The Supreme Court’s decision to strike down Section 3 of the Defense of Marriage Act as unconstitutional is likely to have one particularly positive side effect for employers: an influx of diverse talent in the workforce in states that recognize same-sex marriage.
Before the Court’s decision, DOMA ensured that the benefits accompanying a lawful same-sex marriage were limited. In Minnesota, for instance, there are roughly 500 state rights that come with marriage, ranging from hospital visitation benefits to the ability to get a joint fishing license (an issue taken seriously by many Minnesotans). But under DOMA, same-sex spouses would be denied access to over 1,100 federal rights that come with marriage.
In essence, state recognition of same-sex marriage covers only one-third of the pie. To get the whole pie, couples need federal rights. For many same-sex couples, the ability to secure state rights was attractive, but too limited to incent them to relocate. Now, with Section 3 eradicated, the impact of legal marriage for same-sex couples is a game-changer. The right to file joint federal taxes alone can save some couples thousands of dollars, social security benefits will be available to same-sex spouses, and, as we learned from this particular Supreme Court case (United States v. Windsor), same-sex spouses will no longer be taxed on the inheritance of their spouses’ estates. With such significant benefits now available to same-sex couples, the states that recognize same-sex marriage have become incredibly attractive to the GLBT workforce.

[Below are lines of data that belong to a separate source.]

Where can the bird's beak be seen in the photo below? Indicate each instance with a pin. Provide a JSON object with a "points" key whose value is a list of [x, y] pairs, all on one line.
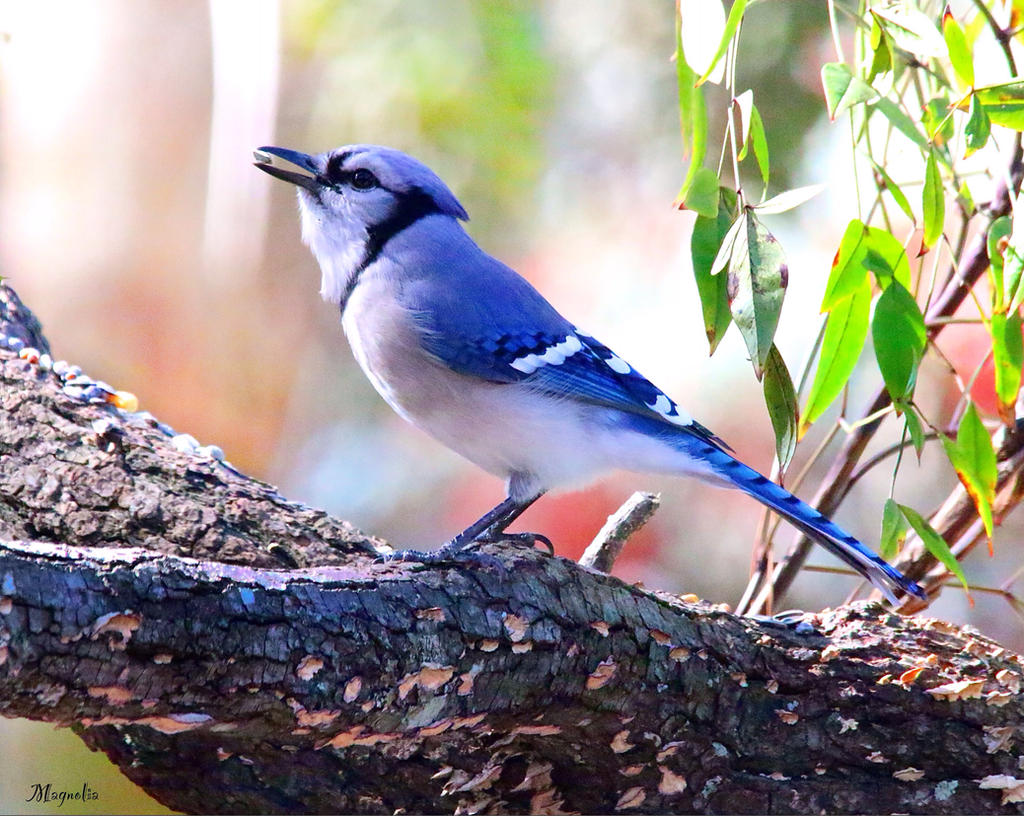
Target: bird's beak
{"points": [[262, 161]]}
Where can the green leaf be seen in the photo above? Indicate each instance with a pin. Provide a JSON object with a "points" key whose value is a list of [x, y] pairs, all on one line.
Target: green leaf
{"points": [[899, 337], [1004, 103], [705, 244], [901, 121], [937, 121], [787, 200], [780, 397], [1008, 357], [844, 339], [864, 249], [758, 276], [894, 190], [933, 203], [998, 238], [914, 429], [960, 51], [843, 90], [979, 127], [735, 15], [702, 195], [973, 458], [882, 55], [760, 142], [744, 103], [911, 30], [894, 529], [692, 117], [1013, 258], [934, 543]]}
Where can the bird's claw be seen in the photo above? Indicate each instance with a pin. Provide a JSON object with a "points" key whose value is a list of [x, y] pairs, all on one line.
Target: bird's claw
{"points": [[529, 540]]}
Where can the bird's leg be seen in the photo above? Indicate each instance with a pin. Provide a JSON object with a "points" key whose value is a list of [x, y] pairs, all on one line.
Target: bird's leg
{"points": [[491, 527]]}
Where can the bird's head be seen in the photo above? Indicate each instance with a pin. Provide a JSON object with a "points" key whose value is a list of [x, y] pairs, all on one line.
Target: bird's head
{"points": [[353, 200]]}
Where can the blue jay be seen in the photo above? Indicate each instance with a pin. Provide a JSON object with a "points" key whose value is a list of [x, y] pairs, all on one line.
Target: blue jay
{"points": [[466, 349]]}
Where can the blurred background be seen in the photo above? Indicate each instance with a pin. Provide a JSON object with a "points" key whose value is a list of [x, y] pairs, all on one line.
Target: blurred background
{"points": [[135, 226]]}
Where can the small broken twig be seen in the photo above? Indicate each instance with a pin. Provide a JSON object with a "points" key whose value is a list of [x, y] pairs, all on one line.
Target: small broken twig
{"points": [[635, 512]]}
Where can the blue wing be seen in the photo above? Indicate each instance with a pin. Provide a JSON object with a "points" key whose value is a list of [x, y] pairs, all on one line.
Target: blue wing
{"points": [[530, 343]]}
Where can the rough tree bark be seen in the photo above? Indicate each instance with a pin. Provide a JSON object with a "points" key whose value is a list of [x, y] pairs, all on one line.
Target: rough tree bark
{"points": [[232, 651]]}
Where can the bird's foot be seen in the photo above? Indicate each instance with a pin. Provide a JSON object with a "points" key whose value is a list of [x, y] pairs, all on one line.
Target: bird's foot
{"points": [[443, 555], [792, 619], [529, 540]]}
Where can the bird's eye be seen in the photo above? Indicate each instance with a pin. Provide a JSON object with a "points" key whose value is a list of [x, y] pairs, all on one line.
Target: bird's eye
{"points": [[364, 179]]}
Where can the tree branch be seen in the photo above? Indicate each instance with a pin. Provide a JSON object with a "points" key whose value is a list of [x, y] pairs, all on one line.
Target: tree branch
{"points": [[527, 685]]}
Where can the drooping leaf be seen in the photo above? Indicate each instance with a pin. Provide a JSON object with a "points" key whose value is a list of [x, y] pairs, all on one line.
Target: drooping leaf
{"points": [[734, 241], [843, 89], [731, 24], [960, 51], [938, 124], [864, 249], [965, 200], [899, 337], [973, 458], [894, 189], [934, 543], [702, 195], [911, 30], [780, 397], [1004, 103], [692, 117], [978, 128], [758, 276], [913, 428], [901, 121], [787, 200], [933, 203], [882, 55], [1008, 357], [760, 142], [702, 23], [1013, 258], [998, 238], [705, 244], [894, 529], [844, 339], [744, 104]]}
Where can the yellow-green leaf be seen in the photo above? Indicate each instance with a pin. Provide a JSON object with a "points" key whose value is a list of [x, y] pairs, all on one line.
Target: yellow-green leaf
{"points": [[758, 276], [998, 237], [844, 339], [843, 89], [960, 51], [912, 427], [705, 243], [899, 337], [973, 458], [692, 116], [1004, 103], [864, 249], [934, 543], [760, 143], [894, 529], [702, 195], [780, 397], [893, 188], [731, 24], [933, 203], [1008, 357], [901, 121]]}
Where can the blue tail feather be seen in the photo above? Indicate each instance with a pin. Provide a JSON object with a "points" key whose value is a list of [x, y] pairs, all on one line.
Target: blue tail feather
{"points": [[811, 522]]}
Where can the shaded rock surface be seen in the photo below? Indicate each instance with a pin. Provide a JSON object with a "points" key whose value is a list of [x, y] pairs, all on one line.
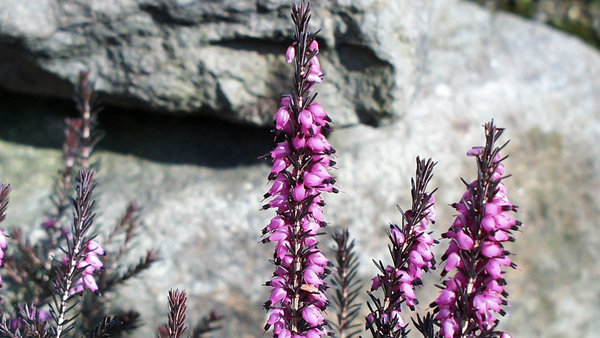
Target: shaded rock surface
{"points": [[201, 185], [222, 58]]}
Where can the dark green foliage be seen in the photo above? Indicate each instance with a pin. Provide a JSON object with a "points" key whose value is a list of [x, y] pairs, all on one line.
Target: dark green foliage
{"points": [[347, 286]]}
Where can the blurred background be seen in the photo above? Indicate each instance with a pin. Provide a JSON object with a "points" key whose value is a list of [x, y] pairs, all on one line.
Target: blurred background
{"points": [[189, 90]]}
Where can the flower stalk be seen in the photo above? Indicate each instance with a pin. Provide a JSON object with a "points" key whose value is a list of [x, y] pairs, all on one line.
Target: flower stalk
{"points": [[475, 293], [299, 175], [411, 251], [71, 271]]}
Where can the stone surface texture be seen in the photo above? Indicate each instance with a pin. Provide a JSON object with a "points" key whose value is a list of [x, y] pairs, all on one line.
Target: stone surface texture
{"points": [[222, 58], [201, 186]]}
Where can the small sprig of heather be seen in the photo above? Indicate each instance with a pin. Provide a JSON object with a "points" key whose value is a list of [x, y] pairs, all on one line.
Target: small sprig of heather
{"points": [[471, 298], [4, 192], [31, 322], [69, 271], [176, 327], [299, 175], [410, 248], [346, 285]]}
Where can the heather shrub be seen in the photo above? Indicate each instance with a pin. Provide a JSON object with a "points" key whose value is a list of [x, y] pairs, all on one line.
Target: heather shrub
{"points": [[62, 284]]}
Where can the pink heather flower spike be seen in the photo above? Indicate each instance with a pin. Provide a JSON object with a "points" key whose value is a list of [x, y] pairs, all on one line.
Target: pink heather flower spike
{"points": [[300, 173], [410, 247], [4, 192], [475, 294]]}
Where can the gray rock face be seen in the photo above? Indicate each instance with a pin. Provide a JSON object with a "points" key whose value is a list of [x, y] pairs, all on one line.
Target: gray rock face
{"points": [[201, 186], [214, 57]]}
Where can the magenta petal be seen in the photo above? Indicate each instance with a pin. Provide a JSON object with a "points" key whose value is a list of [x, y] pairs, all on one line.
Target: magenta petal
{"points": [[290, 54], [90, 283], [464, 241]]}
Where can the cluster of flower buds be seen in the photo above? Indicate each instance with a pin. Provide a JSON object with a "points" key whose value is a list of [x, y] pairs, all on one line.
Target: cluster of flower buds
{"points": [[411, 252], [475, 293], [90, 264], [299, 175]]}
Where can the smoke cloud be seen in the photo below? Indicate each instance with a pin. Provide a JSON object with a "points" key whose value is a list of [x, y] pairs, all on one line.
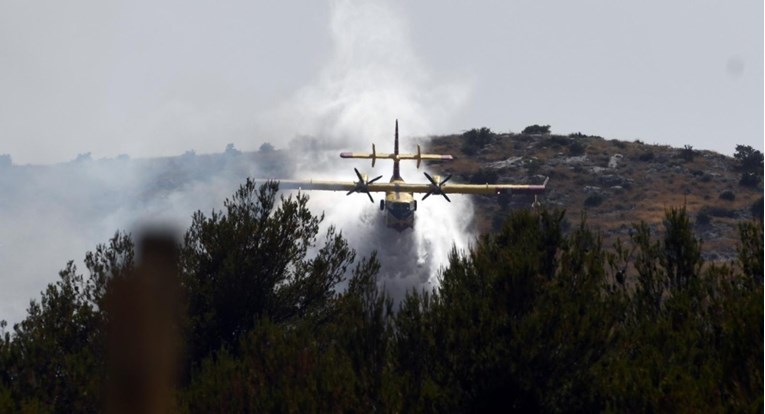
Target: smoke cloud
{"points": [[373, 78], [55, 213]]}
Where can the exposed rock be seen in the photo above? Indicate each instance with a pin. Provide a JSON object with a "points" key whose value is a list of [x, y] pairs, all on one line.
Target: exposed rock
{"points": [[576, 160], [611, 180], [504, 163], [613, 162]]}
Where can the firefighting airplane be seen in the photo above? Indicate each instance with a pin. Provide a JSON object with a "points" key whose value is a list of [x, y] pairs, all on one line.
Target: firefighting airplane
{"points": [[399, 196]]}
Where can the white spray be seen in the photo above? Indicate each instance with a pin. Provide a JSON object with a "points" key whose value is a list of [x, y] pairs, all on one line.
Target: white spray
{"points": [[373, 78]]}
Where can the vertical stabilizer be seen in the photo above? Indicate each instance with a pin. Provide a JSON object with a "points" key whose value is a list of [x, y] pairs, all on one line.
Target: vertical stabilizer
{"points": [[396, 175], [395, 148]]}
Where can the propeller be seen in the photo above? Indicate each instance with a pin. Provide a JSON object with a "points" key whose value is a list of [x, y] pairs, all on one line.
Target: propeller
{"points": [[435, 188], [362, 186]]}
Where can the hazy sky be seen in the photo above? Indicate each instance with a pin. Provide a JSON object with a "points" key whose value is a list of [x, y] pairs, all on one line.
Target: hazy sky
{"points": [[148, 78]]}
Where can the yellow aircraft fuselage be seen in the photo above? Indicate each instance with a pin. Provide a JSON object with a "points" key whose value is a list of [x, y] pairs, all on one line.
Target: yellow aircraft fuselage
{"points": [[400, 208]]}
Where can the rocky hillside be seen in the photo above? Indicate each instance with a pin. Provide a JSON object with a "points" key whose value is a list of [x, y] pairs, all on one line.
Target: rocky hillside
{"points": [[613, 183]]}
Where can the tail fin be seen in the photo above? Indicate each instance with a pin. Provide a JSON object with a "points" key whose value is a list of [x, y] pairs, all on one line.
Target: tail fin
{"points": [[395, 148], [396, 171]]}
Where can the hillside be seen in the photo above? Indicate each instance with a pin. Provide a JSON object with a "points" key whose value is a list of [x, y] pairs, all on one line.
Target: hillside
{"points": [[614, 183]]}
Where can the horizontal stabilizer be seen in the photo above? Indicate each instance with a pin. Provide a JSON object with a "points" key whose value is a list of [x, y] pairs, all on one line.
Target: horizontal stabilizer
{"points": [[419, 156]]}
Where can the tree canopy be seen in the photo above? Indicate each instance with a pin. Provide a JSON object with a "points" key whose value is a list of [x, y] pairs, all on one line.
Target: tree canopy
{"points": [[272, 316]]}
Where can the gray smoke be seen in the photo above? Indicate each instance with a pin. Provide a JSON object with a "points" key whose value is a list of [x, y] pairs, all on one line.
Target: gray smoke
{"points": [[373, 78], [50, 214]]}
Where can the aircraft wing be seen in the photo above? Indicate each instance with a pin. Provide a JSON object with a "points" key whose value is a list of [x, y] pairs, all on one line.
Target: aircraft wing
{"points": [[486, 189], [323, 185]]}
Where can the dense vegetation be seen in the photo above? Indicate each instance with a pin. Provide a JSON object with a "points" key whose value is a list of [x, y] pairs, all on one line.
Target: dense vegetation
{"points": [[254, 311]]}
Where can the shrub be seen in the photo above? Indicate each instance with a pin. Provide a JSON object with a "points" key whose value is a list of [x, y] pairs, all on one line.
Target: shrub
{"points": [[559, 140], [703, 218], [727, 195], [576, 148], [536, 130], [687, 153], [593, 200], [718, 211], [646, 156], [757, 209], [475, 139], [484, 176], [749, 159], [749, 179]]}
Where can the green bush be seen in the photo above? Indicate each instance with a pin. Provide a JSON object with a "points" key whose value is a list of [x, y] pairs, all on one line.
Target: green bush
{"points": [[475, 139], [576, 149], [536, 130], [646, 156], [757, 208], [593, 200], [727, 195], [749, 159], [749, 179]]}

Some states may benefit more than others. For instance, the only Midwestern states that currently recognize same-sex marriage are Iowa and Minnesota. For those seeking big city life in the Midwest, Minneapolis just became a key destination. With Fortune 500 companies and a vibrant community, the Twin Cities may see a notable increase in successful recruiting of GLBT candidates.
Companies in other states will benefit as well. Employers will now be able to attract an international pool of workers, as the demise of Section 3 means that employees will be able to bring their same-sex spouses with them if they accept a job in the United States. In a war for global talent, that might be a decided advantage for U.S. employers.